As she unscrewed the tube, a stench wafted over The Tico Times’ parking area – a blend of fresh fish on the dock and dank, salty air, trapped in transit after the long journey from Golfito.
She unraveled the nearly six-foot-long sheet she had wrapped inside, and the beautiful impression of a blue marlin emerged, its grandeur captured in two dimensions and beautiful, vivid color, as though the fish were still alive at sea.
“If I had a crown jewel, this would be it,” she said, beaming with pride.
Though original gyotaku were simple black-and-white impressions, DeRyan uses paint, pastels and a variety of other media blended together to achieve an almost surreally realistic effect with her rubbings.

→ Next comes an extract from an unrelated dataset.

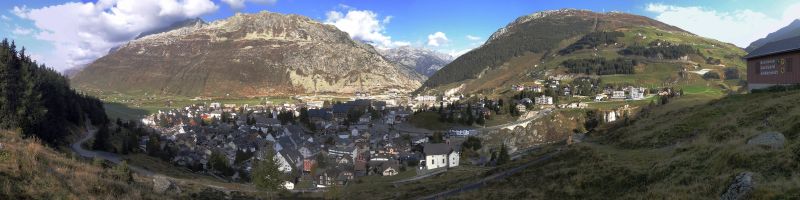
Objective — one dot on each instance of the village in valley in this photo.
(321, 143)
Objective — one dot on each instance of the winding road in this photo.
(480, 183)
(116, 159)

DeRyan’s work sells for between $100 for a print of a smaller fish, such as a palm-sized trout, and as much as $1,000 for larger fish, such as the marlin.
Her other examples – a corvina, dorado, jack crevalle, skipjack tuna, parrotfish, and flounder – were all Golfo Dulce fish she was given, or caught herself.

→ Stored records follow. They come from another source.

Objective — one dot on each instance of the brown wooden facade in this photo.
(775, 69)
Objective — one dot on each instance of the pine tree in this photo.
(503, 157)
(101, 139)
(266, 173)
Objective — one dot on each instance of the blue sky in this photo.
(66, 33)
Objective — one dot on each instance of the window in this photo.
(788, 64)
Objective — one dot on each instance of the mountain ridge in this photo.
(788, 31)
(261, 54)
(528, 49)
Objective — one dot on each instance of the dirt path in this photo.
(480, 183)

DeRyan said she hopes to teach others the art, which she feels translates seamlessly to Costa Rican culture.
“The people are so tied to the sea, and fish,” she said. “It feels like a good match.” In the meantime, she continues to solicit fish from fishermen who visit the country on vacation, catch a trophy and then turn to her to make the memory permanent.
“It’s wife-approved trophy art,” she said. While times have changed since 1700, when gyotaku first emerged as a folk art, fishermen have not, DeRyan said.
“They love to show off their catches,” she said, adding that she hopes her art will allow them to keep at it – at least, to a point.
“A fisherman may exaggerate, but a fish rubbing never does,” she said with a smile.